Path: utzoo!utgpu!jarvis.csri.toronto.edu!mailrus!tut.cis.ohio-state.edu!cs.utexas.edu!samsung!usc!henry.jpl.nasa.gov!elroy.jpl.nasa.gov!jpl-devvax!lwall
From: lwall@jpl-devvax.JPL.NASA.GOV (Larry Wall)
Newsgroups: comp.lang.perl
Subject: Re: need perl help
Message-ID: <6723@jpl-devvax.JPL.NASA.GOV>
Date: 4 Jan 90 02:12:13 GMT
References: <229@carssdf.UUCP>
Reply-To: lwall@jpl-devvax.JPL.NASA.GOV (Larry Wall)
Organization: Jet Propulsion Laboratory, Pasadena, CA
Lines: 40

In article <229@carssdf.UUCP> usenet@carssdf.UUCP (UseNet Id.) writes:
: I would like to remove pairs of a letter from a string.  After I remove
: spaces & vowels, something like this:
:   $a =~ tr/AEIOU/     /;
:   $a =~ s/ //og;

(The o is unnecessary.)

: I then would like to remove double letters something like
:      wizzard  -->  wizard
: This all goes toward building a key to compare names, addresses, etc... to
: eliminate duplicates.
: 
: Does anyone have any ideas?   There's probably a more elegant way to remove
: the vowels and spaces too, for that matter.

Yes, use the [] construct and say s/[AEIOU ]//g; or some such.

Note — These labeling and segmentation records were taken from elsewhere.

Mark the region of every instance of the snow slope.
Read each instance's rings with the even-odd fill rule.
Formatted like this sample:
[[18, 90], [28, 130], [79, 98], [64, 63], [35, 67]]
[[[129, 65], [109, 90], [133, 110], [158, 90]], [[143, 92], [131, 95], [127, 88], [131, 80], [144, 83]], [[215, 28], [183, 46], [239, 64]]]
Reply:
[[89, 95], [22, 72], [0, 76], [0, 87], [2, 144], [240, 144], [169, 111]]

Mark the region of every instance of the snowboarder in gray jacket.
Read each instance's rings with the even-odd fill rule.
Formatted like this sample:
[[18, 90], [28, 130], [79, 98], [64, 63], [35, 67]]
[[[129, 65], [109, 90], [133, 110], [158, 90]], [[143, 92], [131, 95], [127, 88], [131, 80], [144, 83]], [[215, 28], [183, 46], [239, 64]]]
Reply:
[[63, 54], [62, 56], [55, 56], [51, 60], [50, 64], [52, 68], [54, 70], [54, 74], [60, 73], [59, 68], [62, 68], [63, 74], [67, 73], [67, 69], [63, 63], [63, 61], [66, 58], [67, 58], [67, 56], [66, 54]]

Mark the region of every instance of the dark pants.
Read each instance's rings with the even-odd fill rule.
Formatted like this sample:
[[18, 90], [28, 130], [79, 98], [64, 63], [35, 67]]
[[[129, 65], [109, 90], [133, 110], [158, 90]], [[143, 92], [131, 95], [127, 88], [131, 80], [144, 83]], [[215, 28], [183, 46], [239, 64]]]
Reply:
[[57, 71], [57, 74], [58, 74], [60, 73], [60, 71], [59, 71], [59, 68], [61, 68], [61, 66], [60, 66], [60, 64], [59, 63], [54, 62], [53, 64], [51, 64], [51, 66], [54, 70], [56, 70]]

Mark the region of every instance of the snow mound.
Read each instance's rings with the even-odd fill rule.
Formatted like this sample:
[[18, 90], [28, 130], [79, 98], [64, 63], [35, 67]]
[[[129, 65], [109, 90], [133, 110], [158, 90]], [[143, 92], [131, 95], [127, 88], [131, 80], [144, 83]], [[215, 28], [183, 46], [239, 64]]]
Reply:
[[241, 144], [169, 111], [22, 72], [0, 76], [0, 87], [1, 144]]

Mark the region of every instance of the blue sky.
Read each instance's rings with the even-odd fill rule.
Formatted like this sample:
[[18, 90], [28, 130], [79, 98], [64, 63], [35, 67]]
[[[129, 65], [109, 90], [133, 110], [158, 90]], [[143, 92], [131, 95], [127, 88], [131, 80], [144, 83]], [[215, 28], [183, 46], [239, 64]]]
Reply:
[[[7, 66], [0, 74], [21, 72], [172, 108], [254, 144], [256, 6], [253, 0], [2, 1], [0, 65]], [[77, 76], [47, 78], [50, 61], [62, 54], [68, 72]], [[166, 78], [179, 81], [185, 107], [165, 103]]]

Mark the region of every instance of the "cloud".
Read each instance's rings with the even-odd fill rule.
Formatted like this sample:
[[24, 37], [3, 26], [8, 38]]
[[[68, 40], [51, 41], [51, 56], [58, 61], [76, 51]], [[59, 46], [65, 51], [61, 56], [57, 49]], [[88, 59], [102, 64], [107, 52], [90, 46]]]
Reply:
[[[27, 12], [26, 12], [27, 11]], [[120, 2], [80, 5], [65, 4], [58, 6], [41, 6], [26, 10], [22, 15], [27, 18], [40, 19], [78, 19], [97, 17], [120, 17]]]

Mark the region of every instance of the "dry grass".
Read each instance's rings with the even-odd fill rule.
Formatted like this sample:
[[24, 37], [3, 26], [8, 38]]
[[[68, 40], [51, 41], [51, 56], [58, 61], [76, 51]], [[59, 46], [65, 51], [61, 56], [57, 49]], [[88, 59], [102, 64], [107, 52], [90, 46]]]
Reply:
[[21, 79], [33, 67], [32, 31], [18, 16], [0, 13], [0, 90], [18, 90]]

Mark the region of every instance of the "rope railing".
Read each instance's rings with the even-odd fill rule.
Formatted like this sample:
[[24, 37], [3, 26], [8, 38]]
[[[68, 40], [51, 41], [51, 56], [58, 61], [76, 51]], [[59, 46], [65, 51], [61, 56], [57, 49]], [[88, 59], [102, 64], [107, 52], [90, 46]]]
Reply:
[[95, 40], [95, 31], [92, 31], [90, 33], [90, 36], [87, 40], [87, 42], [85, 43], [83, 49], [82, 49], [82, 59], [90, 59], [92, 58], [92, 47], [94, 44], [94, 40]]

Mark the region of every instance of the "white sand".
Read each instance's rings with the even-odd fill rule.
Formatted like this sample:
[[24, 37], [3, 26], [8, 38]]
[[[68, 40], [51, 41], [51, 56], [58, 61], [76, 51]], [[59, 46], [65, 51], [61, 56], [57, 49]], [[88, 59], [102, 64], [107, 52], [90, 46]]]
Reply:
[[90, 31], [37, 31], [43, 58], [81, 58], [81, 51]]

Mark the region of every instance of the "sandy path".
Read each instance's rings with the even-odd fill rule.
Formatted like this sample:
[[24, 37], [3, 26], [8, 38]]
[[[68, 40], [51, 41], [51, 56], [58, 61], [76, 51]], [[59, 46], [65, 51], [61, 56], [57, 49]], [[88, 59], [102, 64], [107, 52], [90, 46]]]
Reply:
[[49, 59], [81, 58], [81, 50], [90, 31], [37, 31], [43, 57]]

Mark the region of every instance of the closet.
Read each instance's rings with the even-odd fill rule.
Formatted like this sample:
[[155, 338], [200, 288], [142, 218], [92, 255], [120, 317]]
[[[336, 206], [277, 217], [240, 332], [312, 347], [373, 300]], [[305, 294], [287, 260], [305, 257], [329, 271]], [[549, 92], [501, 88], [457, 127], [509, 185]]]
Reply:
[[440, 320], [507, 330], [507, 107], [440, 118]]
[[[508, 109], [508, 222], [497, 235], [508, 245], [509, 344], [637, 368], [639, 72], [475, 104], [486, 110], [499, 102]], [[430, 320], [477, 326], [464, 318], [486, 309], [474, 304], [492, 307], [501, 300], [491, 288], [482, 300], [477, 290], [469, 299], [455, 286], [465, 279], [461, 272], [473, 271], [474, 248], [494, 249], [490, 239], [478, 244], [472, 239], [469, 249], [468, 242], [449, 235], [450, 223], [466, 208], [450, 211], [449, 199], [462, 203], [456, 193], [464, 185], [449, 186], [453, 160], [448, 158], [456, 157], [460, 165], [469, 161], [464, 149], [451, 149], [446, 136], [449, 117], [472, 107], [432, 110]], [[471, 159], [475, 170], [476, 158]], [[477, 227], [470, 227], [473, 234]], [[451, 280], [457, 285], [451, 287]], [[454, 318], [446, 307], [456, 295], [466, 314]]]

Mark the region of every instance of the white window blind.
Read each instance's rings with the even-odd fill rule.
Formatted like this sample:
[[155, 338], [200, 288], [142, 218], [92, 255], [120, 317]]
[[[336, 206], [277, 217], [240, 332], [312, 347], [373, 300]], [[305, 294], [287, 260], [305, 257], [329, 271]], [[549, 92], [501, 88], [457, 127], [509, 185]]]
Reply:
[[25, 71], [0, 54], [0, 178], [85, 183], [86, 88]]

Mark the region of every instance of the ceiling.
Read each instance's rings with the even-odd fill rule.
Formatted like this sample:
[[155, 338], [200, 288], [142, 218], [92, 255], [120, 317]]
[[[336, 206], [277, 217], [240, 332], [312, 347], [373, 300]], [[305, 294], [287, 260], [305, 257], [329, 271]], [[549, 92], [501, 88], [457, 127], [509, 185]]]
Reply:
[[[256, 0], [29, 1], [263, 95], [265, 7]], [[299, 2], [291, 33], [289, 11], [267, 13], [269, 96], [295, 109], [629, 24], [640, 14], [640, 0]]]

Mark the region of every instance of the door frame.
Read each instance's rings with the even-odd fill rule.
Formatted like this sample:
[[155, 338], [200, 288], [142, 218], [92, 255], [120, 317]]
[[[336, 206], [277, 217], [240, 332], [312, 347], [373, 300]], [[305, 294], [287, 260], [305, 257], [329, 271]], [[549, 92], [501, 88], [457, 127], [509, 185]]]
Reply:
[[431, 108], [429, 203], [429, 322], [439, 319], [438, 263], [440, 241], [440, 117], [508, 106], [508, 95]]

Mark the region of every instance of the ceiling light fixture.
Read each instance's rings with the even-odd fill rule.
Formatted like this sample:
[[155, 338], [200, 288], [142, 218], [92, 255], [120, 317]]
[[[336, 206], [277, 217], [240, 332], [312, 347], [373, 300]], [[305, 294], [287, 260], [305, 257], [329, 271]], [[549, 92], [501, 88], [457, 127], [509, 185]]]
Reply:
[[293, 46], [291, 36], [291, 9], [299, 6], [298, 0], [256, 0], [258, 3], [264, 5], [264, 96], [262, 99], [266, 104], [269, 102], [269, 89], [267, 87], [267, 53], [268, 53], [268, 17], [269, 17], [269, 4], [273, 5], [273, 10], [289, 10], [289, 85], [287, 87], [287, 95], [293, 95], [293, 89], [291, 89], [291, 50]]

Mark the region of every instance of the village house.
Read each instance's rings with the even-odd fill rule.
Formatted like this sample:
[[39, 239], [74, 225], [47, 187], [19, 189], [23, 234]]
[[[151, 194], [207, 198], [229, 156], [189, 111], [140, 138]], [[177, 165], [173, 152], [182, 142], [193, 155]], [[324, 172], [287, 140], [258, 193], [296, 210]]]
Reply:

There are several ways to remove duplicate characters, but the most concise
(and probably the fastest) is to say

	$a =~ s/(.)\1/$1/g;

This does have the problem that it doesn't reduce three in a row, but

	while ($a =~ s/(.)\1/$1/g) {}

will fix that.  You ought to be able to say

	$a =~ s/(.)\1+/$1/g;

but you'll get a complaint about "regexp *+ operand could be empty".
Now that I think on it, you can say

	$a =~ s/(.)\1\1?\1?/$1/g;

which will translate up to 4 duplicate chars.  How thorough do you want
to get?

Larry